Plusieurs articles et vidéos du web lient Black Swan à l’obsession de la perfection de Nina. Mais finalement, ce qui est présenté comme une obsession de la réussite professionnelle se révèle être une autre histoire d’entrée à l’âge adulte. La transformation physique, le passage du rose vers le noir, l’expérimentation, les différents passages où Nina saigne (des doigts, des orteils, du ventre) ne sont que des indices que petite fille deviendra femme, comme on le dit si souvent.

Elle sort des jupons de sa mère et de tous, lorsque son entourage lui jette au visage sa « faiblesse » physique et mentale. Dans son ultime « chant du cygne », ce dernier élan de vie et de beauté, puisé dans la rage et dans toutes les humiliations que Thomas a orchestrées, Nina devient le cygne noir tant désiré, pour à peine une dizaine de minutes de film. Métaphoriquement, Nina réussit à passer cet âge ingrat mais avec beaucoup de difficultés. À travers cette transformation, elle n’est plus si innocente, ni vertueuse. Elle peut se mettre en colère, être jalouse, convoiter plus que ce qu’on voulait bien lui donner, elle n’est plus « faible » comme Thomas le lui dit. Pourtant, des traces de validations extérieures subsistent. Après tout, elle a fait tout ça pour montrer à sa mère qu’elle pouvait devenir danseuse étoile, à Thomas qu’elle pouvait incarner les deux cygnes, à Lily et toute la troupe qu’elle était une rivale digne de ce nom, une égale féminine dans son art et pour son sexe, si mal qualifié de « faible ».

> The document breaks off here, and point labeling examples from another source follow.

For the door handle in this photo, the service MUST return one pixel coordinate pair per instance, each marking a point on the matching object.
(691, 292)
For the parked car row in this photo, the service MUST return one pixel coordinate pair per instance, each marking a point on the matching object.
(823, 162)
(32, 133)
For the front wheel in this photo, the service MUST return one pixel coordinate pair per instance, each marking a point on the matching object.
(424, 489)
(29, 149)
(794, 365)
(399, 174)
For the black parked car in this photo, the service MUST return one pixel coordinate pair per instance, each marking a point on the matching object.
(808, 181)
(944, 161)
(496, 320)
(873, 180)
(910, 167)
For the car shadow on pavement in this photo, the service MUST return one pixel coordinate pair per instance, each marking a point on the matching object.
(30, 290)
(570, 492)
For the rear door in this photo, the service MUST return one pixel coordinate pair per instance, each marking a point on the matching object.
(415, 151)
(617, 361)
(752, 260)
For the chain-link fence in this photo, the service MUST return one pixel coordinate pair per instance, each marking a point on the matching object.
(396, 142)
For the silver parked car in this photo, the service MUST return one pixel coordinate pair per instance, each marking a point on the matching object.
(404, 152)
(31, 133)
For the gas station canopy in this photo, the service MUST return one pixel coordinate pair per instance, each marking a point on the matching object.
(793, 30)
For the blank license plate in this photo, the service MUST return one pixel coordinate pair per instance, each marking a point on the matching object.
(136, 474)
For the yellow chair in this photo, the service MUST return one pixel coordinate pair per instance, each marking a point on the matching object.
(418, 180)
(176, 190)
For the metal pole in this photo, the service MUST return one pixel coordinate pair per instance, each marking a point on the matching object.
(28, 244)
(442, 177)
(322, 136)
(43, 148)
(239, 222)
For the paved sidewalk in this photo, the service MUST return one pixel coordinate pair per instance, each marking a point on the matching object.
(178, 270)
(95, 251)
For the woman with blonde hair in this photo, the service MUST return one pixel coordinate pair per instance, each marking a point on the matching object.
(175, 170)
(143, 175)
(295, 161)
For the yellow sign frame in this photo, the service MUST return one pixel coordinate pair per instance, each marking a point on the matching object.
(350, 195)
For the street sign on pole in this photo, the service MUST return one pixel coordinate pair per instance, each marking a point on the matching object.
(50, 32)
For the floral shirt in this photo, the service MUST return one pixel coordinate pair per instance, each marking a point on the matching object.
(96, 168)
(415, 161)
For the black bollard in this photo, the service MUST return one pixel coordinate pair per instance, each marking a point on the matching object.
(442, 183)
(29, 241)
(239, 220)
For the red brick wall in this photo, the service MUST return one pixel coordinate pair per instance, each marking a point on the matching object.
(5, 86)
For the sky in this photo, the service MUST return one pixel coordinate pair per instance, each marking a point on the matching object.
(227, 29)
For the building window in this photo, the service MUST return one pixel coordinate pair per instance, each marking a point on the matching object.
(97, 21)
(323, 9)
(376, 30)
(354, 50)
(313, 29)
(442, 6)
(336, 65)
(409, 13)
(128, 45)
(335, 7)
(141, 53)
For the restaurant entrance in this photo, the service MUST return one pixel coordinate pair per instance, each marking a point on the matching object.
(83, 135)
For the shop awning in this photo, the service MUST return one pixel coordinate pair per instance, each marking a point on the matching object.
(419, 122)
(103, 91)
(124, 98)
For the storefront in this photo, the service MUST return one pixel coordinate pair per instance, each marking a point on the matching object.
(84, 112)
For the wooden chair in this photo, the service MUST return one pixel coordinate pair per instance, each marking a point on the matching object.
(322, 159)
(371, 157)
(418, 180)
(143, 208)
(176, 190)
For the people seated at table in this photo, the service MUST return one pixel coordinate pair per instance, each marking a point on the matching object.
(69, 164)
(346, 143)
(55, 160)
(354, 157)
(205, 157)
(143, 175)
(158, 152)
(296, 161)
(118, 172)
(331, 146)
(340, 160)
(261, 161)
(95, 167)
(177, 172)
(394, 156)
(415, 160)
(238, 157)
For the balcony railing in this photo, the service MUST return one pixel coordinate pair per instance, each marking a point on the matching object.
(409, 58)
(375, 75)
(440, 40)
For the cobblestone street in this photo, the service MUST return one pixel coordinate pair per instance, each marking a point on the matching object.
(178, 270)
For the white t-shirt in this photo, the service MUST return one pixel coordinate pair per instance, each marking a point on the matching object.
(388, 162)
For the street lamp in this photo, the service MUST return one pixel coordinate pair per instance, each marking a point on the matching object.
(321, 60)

L’obsession ne prend pas fin après l’exécution des variations d’Odile, où Nina semble grisée par la perfection de son travail. Son aura est même effrayante jusqu’au frisson malgré la sensualité de sa danse. Mais seul le spectateur semble voir ce qu’elle devient. Pire, Nina meurt (sans doute ?) de ne pas avoir lâché prise, de s’être laissée modeler par tous autour d’elle. Elle n’est qu’une autre « petite princesse » de Thomas, elle est juste rentrée dans le même rang que Beth et toutes celles qui ont précédé.

En somme, Black Swan est un nid d’obsession pour tous ses personnages. Même ceux dont la présence est brève nourrissent une obsession terrible à quitter. Beth, qui était le modèle de Nina, a fini les jambes brisées lors de la fin de son règne. Nina, en digne successeur a fini blessée sur le matelas à la fin de sa première (et peut-être dernière) représentation. Ce que nous dit le film sur l’obsession est qu’elle n’a pas besoin de grand chose pour être nourrie, qu’elle nous détruit si on ne lâche pas prise à temps. Mais la leçon la plus difficile à apprendre est que l’obsession naît du regard des autres sur soi, car on voudrait les impressionner et se faire une place. C’est se comparer à l’autre qui crée une telle plaie.